Comment by hughdbrown

6 days ago

In my experience, the most pernicious temptation is to take the buggy, non-working code you have now and to try to modify it with "fixes" until the code works. In my experience, you often cannot get broken code to become working code because there are too many possible changes to make. In my view, it is much easier to break working code than it is to fix broken code.

Suppose you have a complete chain of N Christmas lights and they do not work when turned on. The temptation is to go through all the lights and to substitute in a single working light until you identify the non-working light.

But suppose there are multiple non-working lights? You'll never find the error with this approach. Instead, you need to start with the minimal working approach -- possibly just a single light (if your Christmas lights work that way), adding more lights until you hit an error. In fact, the best case is if you have a broken string of lights and a similar but working string of lights! Then you can easily swap a test bulb out of the broken string and into the working chain until you find all the bad bulbs in the broken string.

Starting with a minimal working example is the best way to fix a bug I have found. And you will find you resist this because you believe that you are close and it is too time-consuming to start from scratch. In practice, it tends to be a real time-saver, not the opposite.

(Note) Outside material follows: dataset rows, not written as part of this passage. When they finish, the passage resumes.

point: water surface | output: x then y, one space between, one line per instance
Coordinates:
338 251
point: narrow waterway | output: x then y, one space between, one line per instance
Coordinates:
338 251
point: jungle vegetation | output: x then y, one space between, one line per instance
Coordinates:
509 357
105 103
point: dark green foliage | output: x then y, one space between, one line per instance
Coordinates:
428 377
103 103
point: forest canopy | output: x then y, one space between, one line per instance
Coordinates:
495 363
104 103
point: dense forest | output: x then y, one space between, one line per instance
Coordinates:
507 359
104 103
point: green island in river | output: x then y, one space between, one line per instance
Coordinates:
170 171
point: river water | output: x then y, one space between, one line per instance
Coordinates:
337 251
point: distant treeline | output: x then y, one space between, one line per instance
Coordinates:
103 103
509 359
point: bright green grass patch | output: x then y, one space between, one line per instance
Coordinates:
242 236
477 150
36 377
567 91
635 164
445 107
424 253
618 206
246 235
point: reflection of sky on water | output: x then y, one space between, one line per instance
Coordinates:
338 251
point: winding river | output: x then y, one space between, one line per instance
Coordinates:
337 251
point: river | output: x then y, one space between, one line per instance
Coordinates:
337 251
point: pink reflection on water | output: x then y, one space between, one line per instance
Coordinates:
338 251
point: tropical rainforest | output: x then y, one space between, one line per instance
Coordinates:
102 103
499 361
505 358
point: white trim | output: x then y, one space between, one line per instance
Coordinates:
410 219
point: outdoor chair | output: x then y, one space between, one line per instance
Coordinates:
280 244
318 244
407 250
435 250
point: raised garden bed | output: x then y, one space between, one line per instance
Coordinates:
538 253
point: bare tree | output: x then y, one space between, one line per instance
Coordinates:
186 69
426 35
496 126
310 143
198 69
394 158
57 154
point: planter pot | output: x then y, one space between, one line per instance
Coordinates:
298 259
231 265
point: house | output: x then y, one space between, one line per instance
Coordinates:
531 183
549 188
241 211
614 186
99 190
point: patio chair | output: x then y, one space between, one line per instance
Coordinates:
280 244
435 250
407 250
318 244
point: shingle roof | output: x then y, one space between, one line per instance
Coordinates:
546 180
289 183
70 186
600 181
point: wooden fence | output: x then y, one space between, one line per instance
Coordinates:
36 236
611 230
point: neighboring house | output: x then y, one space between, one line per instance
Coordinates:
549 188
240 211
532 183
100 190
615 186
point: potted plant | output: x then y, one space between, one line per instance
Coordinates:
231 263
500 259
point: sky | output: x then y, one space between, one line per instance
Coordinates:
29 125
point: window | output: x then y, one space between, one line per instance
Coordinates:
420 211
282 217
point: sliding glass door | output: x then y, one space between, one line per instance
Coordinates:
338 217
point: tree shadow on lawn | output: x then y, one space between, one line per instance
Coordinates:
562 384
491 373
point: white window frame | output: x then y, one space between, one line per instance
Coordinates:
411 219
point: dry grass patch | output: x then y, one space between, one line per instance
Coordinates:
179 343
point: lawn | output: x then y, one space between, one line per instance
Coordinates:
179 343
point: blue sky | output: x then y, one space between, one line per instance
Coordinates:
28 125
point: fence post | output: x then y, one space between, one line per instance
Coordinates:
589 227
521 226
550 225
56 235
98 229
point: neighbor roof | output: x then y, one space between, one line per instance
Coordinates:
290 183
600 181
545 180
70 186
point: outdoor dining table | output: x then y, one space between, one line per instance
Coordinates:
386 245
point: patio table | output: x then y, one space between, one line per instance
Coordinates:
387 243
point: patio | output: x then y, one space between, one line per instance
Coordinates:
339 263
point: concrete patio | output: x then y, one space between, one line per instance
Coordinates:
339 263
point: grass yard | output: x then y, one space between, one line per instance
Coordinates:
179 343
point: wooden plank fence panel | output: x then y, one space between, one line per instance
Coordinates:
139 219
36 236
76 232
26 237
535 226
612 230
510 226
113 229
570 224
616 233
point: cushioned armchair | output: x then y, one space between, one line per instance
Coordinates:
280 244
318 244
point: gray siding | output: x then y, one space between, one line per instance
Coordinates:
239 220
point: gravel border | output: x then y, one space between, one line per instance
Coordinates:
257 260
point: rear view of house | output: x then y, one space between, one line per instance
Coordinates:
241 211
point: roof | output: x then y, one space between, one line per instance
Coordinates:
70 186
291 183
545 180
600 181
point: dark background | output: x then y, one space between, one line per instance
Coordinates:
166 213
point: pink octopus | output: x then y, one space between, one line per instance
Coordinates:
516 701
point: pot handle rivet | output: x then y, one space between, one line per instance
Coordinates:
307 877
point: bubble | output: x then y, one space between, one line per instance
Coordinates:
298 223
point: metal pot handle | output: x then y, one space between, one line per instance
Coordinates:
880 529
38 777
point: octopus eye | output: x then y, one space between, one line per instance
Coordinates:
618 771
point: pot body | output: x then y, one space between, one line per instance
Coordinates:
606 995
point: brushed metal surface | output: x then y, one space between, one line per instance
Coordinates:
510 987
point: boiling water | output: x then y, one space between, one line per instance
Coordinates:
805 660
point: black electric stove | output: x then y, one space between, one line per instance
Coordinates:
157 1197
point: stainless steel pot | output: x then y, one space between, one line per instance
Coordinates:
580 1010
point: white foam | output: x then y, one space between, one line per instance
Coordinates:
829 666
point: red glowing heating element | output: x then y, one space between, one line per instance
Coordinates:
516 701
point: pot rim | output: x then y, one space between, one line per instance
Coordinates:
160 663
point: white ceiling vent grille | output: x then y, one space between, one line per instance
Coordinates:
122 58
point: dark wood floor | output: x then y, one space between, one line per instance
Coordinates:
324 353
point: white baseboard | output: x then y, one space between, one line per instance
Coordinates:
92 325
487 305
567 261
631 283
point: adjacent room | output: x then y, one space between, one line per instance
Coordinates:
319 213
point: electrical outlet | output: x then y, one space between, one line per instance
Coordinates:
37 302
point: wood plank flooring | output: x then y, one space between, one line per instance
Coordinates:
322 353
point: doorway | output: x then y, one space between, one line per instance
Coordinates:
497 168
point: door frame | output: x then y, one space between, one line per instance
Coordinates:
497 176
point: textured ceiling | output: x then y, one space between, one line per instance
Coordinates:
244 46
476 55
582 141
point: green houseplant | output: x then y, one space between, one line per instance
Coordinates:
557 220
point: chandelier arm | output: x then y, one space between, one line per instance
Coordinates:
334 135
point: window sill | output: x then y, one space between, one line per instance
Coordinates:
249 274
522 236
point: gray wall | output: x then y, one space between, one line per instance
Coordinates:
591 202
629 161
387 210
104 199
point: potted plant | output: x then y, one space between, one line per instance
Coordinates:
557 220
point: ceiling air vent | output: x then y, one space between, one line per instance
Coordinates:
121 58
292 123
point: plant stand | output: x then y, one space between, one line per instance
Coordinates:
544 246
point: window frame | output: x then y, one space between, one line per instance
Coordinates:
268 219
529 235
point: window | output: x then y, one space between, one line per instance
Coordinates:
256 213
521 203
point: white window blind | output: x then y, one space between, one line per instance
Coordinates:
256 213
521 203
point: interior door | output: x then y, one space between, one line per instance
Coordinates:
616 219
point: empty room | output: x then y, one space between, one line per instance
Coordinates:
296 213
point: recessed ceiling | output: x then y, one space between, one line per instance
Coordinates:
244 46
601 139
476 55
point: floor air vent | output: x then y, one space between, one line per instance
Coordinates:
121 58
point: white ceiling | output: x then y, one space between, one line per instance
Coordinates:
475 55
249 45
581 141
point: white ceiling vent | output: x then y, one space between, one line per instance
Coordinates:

The quickest solution, assuming learning from the problem isn't the priority, might be to replace the entire chain of lights without testing any of them. I've been part of some elusive production issues where eventually 1-2 team members attempted a rewrite of the offending routine while everyone else debugged it, and the rewrite "won" and shipped to production before we found the bug. Heresy I know. In at least one case we never found the bug, because we could only dedicate a finite amount of time to a "fixed" issue.

  • > The quickest solution, assuming learning from the problem isn't the priority, might be to replace the entire chain of lights without testing any of them.

    So as a metaphor for software debugging, this is "throw away the code, buy a working solution from somewhere else." It may be a way to run a business, but it does not explain how to debug software.

    • The worst cases in debugging are the ones where the mental model behind the code is wrong and, in those cases, "throw it away" is the way out.

      Those cases are highly seductive because the code seems to work 98% and you'd think it is another 2% to get it working but you never get to the end of the 2%, it is like pushing a bubble around under a rug. (Many of today's LLM enthusiasts will, after they "pay their dues", will wind up sounding like me)

      This is documented in https://www.amazon.com/Friends-High-Places-W-Livingston/dp/0... and takes its worst form when you've got an improperly designed database that has been in production for some time and cannot be 100% correctly migrated to a correct database structure.

  • Depending on how your routine looks like, you could run both on a given input, and see when / where they differ.